Post by eccothedolphin92 on Jan 29, 2025 17:02:36 GMT
A small boy approached by a vagabond, it reminds me of El Lazarillo de Tormes. There exist many film adaptations of Spanish classics. I wouldn’t be surprised if it was one of those. Look up an adaptation on YouTube of el Burlador de Sevilla and the channel might pop up. I’ll keep looking into it. Unidentified Spanish media isn’t common after all jaja.
Cuando despertó, el dinosaurio todavía estaba allí.
A small boy approached by a vagabond, it reminds me of El Lazarillo de Tormes. There exist many film adaptations of Spanish classics. I wouldn’t be surprised if it was one of those. Look up an adaptation on YouTube of el Burlador de Sevilla and the channel might pop up. I’ll keep looking into it. Unidentified Spanish media isn’t common after all jaja.
"Lazarillo de Tormes" from 1959 looks scarily similar to the film I saw that evening.

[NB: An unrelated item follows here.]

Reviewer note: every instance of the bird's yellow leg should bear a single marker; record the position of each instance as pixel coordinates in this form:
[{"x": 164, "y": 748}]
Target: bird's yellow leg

Like, right down to the smallest details, such as the boy's clothes, the wooden staff, the rural backgrounds, even the unusual camera angles that I think I forgot to include in my first post. But I'm not 100% sure if that's it because I clearly remember it being in color, and the videos that I found on YouTube are all in black and white. The colors were very vibrant too, almost like if the black and white version of the movie was digitally colored for TV broadcasts. The video quality was pretty good, as if the film was digitized and remastered from a original negative reel.
But thank you SO much for the help, I'm more than sure that we're in the right lead!